A few days later, on March 7th, we were able to sustain a higher load, but the commit latency was still high, which led us to disable binlogs to avoid outages during our high season. The problem is we got stuck without data replication to the data warehouse.

So, on the 14th at 8 AM, we decided to enable binlogs again to replicate data to our warehouse. Things were fine until 8 PM; we started to see a spike in latency, causing performance degradation across the platform. At 8:20 PM, we created a larger instance (16xlarge) to mitigate the issue and then disabled binlogs. Disabling binlogs requires a restart, so we did ... and we're down. The new instance got stuck in rebooting state for 20 minutes until we realized that the database kept restarting every 5 minutes. We opened a ticket and reached out to our contacts at AWS. We got a quick response, but investigations took a while. After an hour, it turns out Aurora's internal timeout for health checks is about 3 mins, and if that health check fails, Aurora will automatically trigger a reboot. So our instances were stuck in a boot loop due to the health check. But still, the question is, why is it not booting within this timeout? AWS's docs say it should reboot in 1 - 2 minutes.
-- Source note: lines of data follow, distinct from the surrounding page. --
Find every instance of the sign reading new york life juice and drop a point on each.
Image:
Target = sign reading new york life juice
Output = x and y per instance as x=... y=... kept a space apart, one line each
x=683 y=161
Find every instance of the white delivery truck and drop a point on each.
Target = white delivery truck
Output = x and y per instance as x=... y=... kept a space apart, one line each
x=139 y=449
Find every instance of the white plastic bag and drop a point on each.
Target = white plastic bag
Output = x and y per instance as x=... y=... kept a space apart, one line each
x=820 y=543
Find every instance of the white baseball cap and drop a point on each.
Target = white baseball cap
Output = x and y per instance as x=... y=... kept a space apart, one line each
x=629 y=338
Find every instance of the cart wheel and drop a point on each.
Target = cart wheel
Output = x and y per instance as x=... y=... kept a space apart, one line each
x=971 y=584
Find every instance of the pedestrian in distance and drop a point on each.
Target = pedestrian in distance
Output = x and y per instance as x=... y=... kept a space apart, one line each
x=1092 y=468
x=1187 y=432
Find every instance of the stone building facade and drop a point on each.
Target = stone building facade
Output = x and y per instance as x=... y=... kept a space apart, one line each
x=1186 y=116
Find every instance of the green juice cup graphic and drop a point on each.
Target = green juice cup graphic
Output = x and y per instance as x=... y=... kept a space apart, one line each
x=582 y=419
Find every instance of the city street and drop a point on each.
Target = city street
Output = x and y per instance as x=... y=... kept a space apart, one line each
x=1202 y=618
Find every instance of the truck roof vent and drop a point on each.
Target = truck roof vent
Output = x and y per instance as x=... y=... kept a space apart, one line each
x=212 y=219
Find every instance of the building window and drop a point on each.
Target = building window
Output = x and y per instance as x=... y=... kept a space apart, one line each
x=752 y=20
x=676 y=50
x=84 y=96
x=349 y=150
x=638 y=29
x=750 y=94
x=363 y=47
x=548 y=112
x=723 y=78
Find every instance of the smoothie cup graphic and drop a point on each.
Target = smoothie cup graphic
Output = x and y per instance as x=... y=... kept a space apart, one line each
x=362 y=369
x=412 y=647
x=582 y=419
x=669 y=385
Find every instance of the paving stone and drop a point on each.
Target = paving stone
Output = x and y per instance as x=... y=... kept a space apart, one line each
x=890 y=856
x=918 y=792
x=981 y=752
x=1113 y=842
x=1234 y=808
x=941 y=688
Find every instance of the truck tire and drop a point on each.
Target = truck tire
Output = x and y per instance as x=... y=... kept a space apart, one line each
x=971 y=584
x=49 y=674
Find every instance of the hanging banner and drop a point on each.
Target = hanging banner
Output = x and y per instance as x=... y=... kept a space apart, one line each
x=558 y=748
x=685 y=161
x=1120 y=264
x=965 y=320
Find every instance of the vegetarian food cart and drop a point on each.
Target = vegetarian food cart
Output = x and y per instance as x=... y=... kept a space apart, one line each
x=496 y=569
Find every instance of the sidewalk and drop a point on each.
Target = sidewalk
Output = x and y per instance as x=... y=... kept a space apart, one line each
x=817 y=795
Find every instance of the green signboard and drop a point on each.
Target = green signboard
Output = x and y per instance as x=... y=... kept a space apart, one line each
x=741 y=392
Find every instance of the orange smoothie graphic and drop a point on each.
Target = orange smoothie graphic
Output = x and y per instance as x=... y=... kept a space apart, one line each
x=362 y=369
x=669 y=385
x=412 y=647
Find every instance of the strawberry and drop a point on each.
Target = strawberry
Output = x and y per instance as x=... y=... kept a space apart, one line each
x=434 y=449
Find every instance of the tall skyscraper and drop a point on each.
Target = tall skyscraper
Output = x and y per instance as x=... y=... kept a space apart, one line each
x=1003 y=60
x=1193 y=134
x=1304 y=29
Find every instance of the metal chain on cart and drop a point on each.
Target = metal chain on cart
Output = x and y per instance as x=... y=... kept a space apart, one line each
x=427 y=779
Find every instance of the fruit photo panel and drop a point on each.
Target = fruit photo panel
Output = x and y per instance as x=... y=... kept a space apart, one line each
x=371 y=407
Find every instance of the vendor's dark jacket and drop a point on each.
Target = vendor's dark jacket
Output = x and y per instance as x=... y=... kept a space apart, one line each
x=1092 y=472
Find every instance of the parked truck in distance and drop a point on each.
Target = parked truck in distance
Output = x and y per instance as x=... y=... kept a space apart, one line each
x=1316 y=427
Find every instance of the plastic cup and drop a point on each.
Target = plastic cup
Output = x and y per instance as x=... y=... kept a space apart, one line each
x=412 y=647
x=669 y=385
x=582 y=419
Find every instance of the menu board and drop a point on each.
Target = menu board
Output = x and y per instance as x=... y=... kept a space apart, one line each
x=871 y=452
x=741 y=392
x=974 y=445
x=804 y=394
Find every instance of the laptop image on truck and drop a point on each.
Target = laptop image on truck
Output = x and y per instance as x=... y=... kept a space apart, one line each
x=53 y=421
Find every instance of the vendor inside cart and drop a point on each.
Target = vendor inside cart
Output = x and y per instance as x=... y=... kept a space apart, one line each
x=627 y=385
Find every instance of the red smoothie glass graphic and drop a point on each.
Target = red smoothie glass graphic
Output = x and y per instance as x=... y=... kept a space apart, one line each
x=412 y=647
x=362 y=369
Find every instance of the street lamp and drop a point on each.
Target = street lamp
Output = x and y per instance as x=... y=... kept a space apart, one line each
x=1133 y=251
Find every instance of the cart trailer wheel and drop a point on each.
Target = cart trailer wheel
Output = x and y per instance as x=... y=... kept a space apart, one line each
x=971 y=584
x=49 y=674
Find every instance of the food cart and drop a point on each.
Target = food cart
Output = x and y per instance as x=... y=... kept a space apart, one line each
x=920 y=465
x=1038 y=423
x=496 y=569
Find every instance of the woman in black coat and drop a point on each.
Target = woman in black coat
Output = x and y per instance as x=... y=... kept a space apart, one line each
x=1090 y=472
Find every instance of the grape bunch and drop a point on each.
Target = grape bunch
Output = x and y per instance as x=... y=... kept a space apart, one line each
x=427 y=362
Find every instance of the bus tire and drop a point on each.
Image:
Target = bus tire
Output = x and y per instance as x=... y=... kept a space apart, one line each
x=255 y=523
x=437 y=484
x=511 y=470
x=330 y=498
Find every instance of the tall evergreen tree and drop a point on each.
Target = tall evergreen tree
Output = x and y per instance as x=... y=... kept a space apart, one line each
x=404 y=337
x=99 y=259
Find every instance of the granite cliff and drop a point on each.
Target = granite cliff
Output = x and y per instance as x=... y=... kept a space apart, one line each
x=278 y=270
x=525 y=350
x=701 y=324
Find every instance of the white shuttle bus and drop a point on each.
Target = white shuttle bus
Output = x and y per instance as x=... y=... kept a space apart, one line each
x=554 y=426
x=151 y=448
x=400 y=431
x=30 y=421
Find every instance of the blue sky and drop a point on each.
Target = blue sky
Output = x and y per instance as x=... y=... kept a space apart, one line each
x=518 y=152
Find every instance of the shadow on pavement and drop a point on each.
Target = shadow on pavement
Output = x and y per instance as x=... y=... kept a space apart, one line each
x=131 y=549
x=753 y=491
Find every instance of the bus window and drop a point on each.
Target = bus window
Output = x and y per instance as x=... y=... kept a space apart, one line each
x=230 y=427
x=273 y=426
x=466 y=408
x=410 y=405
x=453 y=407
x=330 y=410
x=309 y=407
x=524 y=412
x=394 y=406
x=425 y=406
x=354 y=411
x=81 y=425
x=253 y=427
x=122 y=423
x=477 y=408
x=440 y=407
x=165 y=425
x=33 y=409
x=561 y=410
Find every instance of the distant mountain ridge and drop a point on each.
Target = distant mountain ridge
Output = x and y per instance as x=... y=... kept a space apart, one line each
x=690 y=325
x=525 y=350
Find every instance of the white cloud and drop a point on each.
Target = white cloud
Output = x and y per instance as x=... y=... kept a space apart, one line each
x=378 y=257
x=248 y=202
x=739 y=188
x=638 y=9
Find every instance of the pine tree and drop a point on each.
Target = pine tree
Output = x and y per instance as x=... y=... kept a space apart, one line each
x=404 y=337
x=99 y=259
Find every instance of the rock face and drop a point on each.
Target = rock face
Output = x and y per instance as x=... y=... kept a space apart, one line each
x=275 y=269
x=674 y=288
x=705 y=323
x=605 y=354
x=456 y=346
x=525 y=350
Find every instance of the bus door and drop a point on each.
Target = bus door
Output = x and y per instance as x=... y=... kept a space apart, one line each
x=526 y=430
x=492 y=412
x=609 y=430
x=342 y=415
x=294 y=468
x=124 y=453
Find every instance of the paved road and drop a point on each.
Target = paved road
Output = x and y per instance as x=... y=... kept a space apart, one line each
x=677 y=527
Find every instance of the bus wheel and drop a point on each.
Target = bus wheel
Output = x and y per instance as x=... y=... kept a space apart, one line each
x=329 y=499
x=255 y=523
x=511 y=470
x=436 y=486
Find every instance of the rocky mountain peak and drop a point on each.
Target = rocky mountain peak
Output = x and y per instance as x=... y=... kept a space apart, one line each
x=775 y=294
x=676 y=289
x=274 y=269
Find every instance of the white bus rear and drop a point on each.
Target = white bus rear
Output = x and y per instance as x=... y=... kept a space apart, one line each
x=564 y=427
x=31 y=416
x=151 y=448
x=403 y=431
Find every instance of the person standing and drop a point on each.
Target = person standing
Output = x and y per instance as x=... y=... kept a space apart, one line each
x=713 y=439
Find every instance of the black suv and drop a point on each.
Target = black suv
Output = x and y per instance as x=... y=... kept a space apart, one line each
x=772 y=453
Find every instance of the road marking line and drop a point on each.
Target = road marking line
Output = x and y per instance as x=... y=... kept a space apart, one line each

For an ACID database, if a database is interrupted in the middle of a transaction (say, for a reboot), it would roll back that transaction to avoid getting into a corrupt or inconsistent state. So, what was happening was that there was a running transaction that had not been committed at the moment of the first reboot. And after we reboot, that transaction HAS to be rolled back before the database can operate. This is where our change of grouping more operations in a single transaction to minimize commit comes to bite us. The transaction was so large that it would not roll back in the 3-minute timeout period, so Aurora would just restart the database.

The solution was that AWS's internal service had to go and disable those health checks and give the database more time to roll back the transaction. Unfortunately, there is no option to do that through the console, nor would the logs give you any helpful information about this.

The AWS team helped get down to the problem and fix it, but that was once they received it (even though they have systems constantly monitoring such outages, some things still go unnoticed). The important lesson learned is that we should have proactively opened a support ticket before rebooting or starting a failover – which they had previously suggested we do for big events like these. Further to this, it is important to share that we were one of the first companies to experience the problem with commit latency being way too high, and it is clear that by sharing our experiences, we are all able to jointly improve the services that our partners give to others as well!

Moving forward, we are disabling binlogs and will use other solutions for our data pipelines – a topic for a future post.